Not as lies. As truths carried too far. A useful technology can be real. A meaningful shift can be real. A change in the way the world works can be real. But somewhere between “this may matter” and “this can only go up”, people have a habit of removing the hardest parts of judgement: price, patience, and proportion.
In investing, this rarely arrives looking reckless. It arrives wearing confidence.
It sounds current. It sounds informed. It sounds as though hesitation belongs to those who do not understand the future. Slowly, a powerful theme starts doing the work that careful thinking was supposed to do. People begin to feel that if something is shaping tomorrow, then anything attached to it must automatically be worth buying today. Questions that once felt basic begin to seem boring. What is already being assumed? How much hope is built into the price? What happens if the idea is right, but expectations have run too far ahead? What happens when a good story becomes too crowded?
These are not dramatic questions, which is exactly why crowds do not enjoy them. Crowds prefer momentum with music in the background.
The trouble is that markets do not reward excitement simply because excitement feels intelligent. Sometimes the shift is real and the investment still disappoints. Sometimes the business is sound and the entry price is too rich. Sometimes the story is correct, but the timing is not. And sometimes people are not really buying the future at all. They are buying relief from the fear of being left behind.
Rohan understood this slowly, not through one grand revelation.
It began with the bathroom mirror that displayed weather updates nobody needed while brushing their teeth. Then the smart plant sensor that sent moisture alerts while his mother continued, quite successfully, using her finger and experience. Then the second speaker in the guest room, which rarely had anything useful to say but still lit up unexpectedly at 2 a.m., like a guilty thought.
One Saturday, he sat on the floor with three cardboard boxes beside him: one for things to keep, one for things to return, and one for things he could neither justify nor let go of yet. His daughter sat next to him, peeling old stickers off a remote. “Are we making the house dumb again?” she asked. He smiled. “Maybe just easier.”
That evening, the family ate dinner without lights changing colour, without a voice assistant cutting into the silence, without an alert announcing movement near the door when it was only the watchman doing his round. The ceiling fan turned with the same faithful hum it always had. Ordinary things, when they work well, carry a dignity that fashionable things often borrow and rename as innovation.
And yet, even then, the story did not end neatly.
Because the next morning, while walking through an electronics store to buy something entirely unrelated, Rohan stopped in front of a display for a new home system. Cleaner interface. Better compatibility. Smarter automation. Fewer apps. More control. The demo screen showed a life that looked elegant again, effortless again, just ahead of the curve again.
He stood there longer than he meant to.
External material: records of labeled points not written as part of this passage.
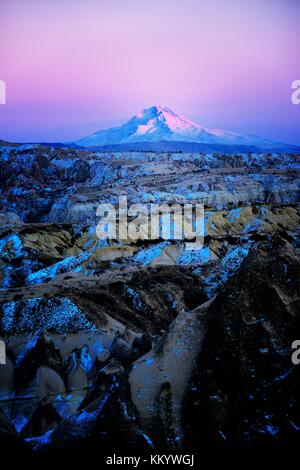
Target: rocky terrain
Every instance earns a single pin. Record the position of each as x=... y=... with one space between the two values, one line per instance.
x=126 y=345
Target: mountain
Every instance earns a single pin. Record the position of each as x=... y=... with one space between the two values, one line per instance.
x=161 y=124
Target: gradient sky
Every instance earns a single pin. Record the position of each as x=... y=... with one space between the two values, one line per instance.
x=72 y=67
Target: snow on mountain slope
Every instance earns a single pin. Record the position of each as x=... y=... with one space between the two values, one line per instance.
x=158 y=123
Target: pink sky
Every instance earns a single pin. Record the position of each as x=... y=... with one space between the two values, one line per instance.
x=72 y=67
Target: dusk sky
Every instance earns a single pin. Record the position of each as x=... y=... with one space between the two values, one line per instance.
x=72 y=67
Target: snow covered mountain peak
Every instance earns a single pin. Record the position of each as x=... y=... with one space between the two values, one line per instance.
x=160 y=123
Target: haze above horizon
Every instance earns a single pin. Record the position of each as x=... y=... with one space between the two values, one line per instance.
x=72 y=68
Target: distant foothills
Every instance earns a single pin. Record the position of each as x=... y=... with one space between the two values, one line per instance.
x=159 y=129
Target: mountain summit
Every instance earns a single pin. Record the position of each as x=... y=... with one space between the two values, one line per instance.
x=161 y=124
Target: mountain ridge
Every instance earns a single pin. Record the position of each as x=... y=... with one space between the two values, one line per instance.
x=161 y=124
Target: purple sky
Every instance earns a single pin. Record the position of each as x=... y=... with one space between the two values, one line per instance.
x=72 y=67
Not because he had learned nothing. Because he had learned something more honest: intelligent people are not immune to seductive stories. They are often simply better at explaining those stories to themselves.
The label had changed shape, but the temptation had not. Once again, a powerful idea had arrived dressed as an easy conclusion. And there he was, looking at it, not foolish, not reckless, not naïve.
Just human.
Quest Question:
When an investing story feels too powerful to ignore, are you responding to the strength of the idea, or to the comfort of believing that this time expectations no longer need discipline?
A small routine to carry forward:
Before following any fast-rising theme, pause and write down three things on one page: what the business actually does, what the current price may already be assuming, and what could still go wrong even if the bigger idea turns out to be true.